Quantitative Methods of Research – CJUS 745
CG • Section 8WK • 11/08/2019 to 04/16/2020 • Modified 07/28/2020
This course will introduce concepts and methods in descriptive and inferential statistics. The course is designed to provide students with the statistical background required for doctoral level applied research. Application of statistics and educational and human services research will be emphasized. Areas of study will include estimation, probability, variables, normal distribution, t-distribution, chi-square distribution, F-distribution, confidence intervals, hypotheses testing, and correlation. This course will provide the skills necessary to properly apply descriptive and inferential statistics by helping students understand the role of statistics in scientific research. Further, the assignments are designed to help students identify and implement the correct statistical procedure for a research question through data analysis using a computer (e.g., SPSS). Students will gain the requisite knowledge necessary to learn more complex statistical/research procedures and become more critical of various statistical presentations in academic journals and the mass media.
Due to the often-used nature of criminal justice research, it is important for the student in criminal justice practitioner and doctoral student to have an advanced understanding of statistics that aids in the description and interpretation of data in studies.

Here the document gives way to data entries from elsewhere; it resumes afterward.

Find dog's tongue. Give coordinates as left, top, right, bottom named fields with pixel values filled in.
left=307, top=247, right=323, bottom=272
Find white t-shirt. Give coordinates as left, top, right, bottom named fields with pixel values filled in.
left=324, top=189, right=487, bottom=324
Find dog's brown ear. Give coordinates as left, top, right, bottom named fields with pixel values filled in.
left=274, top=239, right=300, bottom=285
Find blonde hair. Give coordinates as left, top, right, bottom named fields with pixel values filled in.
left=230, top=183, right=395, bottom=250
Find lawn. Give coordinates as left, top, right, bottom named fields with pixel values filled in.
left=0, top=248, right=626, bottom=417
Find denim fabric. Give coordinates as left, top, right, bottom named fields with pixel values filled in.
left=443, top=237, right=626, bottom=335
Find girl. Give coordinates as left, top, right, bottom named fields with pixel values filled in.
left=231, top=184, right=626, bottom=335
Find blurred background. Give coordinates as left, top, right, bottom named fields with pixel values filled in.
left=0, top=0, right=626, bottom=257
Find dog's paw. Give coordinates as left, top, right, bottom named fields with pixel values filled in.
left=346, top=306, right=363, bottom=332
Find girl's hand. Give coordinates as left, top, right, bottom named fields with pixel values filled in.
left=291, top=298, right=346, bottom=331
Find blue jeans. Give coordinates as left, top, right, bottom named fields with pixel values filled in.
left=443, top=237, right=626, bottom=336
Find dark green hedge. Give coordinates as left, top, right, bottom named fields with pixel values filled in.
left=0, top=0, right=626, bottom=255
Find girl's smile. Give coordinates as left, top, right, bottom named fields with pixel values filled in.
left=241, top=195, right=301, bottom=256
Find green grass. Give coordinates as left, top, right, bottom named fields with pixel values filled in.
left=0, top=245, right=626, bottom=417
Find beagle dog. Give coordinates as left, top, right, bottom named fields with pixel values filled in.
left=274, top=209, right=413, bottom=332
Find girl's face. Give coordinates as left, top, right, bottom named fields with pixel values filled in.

This course is designed to give the student the resources to complete a quantitative study, if chosen, with an emphasis on the application of statistical knowledge rather than the theories.
Measurable Learning Outcomes
Upon successful completion of this course, the student will be able to:
- Describe the terms and principles of quantitative data analysis.

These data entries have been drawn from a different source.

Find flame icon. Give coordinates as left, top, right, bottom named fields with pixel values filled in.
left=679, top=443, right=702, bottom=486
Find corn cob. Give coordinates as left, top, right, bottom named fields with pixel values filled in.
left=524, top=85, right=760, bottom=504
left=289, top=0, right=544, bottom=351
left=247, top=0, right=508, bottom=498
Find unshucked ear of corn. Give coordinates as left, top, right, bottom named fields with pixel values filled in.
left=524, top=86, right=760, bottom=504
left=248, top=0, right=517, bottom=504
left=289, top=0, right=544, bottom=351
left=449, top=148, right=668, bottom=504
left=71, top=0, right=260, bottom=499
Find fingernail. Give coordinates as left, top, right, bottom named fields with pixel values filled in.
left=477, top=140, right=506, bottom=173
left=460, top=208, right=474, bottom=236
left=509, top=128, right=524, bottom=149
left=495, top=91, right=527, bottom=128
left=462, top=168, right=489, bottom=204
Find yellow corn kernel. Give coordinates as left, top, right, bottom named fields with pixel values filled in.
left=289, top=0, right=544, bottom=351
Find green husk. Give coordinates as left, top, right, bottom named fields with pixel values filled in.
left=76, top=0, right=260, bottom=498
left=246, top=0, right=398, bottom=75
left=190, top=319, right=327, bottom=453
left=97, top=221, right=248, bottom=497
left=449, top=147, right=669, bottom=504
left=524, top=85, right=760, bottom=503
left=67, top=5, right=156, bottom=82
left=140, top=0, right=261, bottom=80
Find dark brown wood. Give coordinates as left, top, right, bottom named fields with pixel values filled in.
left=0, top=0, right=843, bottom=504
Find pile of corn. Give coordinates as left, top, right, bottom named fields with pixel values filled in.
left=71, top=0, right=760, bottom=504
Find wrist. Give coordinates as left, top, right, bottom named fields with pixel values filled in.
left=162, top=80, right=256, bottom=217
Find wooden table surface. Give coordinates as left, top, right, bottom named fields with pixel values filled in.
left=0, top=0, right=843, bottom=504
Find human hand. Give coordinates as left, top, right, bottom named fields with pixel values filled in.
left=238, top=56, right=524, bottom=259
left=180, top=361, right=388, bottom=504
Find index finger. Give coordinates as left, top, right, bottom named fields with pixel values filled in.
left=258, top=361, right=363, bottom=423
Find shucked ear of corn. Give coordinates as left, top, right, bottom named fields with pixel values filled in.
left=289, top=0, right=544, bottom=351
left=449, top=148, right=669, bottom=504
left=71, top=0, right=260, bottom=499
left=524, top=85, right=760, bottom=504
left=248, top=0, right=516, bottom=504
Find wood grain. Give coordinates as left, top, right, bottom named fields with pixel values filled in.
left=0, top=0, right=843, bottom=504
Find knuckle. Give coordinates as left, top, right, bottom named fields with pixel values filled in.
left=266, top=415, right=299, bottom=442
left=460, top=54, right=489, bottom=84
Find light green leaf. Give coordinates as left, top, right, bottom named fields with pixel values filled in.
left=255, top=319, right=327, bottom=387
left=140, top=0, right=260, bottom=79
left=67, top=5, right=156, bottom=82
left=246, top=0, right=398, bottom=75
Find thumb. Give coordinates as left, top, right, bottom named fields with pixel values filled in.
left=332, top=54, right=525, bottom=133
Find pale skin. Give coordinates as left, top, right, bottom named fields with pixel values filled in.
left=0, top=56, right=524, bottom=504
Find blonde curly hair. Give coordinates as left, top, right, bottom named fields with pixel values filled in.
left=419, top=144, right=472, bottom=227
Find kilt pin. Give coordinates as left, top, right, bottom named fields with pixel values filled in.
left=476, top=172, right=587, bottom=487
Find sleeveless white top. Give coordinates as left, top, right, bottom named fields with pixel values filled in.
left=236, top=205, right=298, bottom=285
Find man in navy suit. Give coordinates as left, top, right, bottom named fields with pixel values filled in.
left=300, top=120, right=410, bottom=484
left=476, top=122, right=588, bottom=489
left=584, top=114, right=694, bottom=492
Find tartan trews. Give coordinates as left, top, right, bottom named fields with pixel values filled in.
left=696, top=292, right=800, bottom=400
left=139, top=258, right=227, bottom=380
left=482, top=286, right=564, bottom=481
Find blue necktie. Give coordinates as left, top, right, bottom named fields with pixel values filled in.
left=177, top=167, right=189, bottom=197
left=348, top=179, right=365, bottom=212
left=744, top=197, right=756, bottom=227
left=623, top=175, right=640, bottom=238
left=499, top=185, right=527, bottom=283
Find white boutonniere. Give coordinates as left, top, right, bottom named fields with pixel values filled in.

- Illustrate estimation, probability, variables, normal distribution, t-distribution, chi-square distribution, F-distribution, confidence intervals, hypotheses testing, and correlation with given quantitative problems, using SPSS.
- Explain the relationship between inferential statistics and scientific research.
- Interpret data in academic journals, and explain how the researchers organized their studies.
- Construct a dataset for analysis using SPSS software.
- Discuss the importance of quantitative research in a Christian environment.
Textbook readings and lecture presentations/notes
Course Requirements Checklist
After reading the Course Syllabus and Student Expectations, the student will complete the related checklist found in Module/Week 1.
Discussion Board Forums (6)
Discussion boards are collaborative learning experiences. Therefore, the student is required to provide a thread in response to the provided prompt for each forum. Each thread must be at least 500-700 words and demonstrate course-related knowledge. In addition to the thread, the student is required to reply to two other classmates’ threads. Each reply must be at least 200-300 words. For each thread, you must support your assertions with at least 2 citations from sources such as your textbook, peer-reviewed journal articles, and the Bible. The thread and replies must follow 6th edition APA format. Please note, with any discussion board, there are formatting limitations. For example, Times New Roman and double-spacing are difficult, so that requirement may be waived. However the “spirit” of APA must be present with references, citations, and a readable 12-point font (Blackboard default is acceptable)
SPSS Assignments (8)
Each week, the student will complete exercises in SPSS, given in the course. Answers must be complete and thorough for full credit. Students may upload files in SPSS format for the instructor to grade in some weeks; and in other weeks, a screen shot may be uploaded, depending on the instructions.
Each exam will cover the Reading & Study material for the assigned module(s)/week(s). Some questions will be essay questions and some will be statistical questions that the student must solve. Each exam will be open-book/open-notes, and will contain 10-20 questions (depending on the number of parts to some of the statistical questions). Each exam will have a 4-hour time limit due to the nature of the composition of quantitative analysis learning.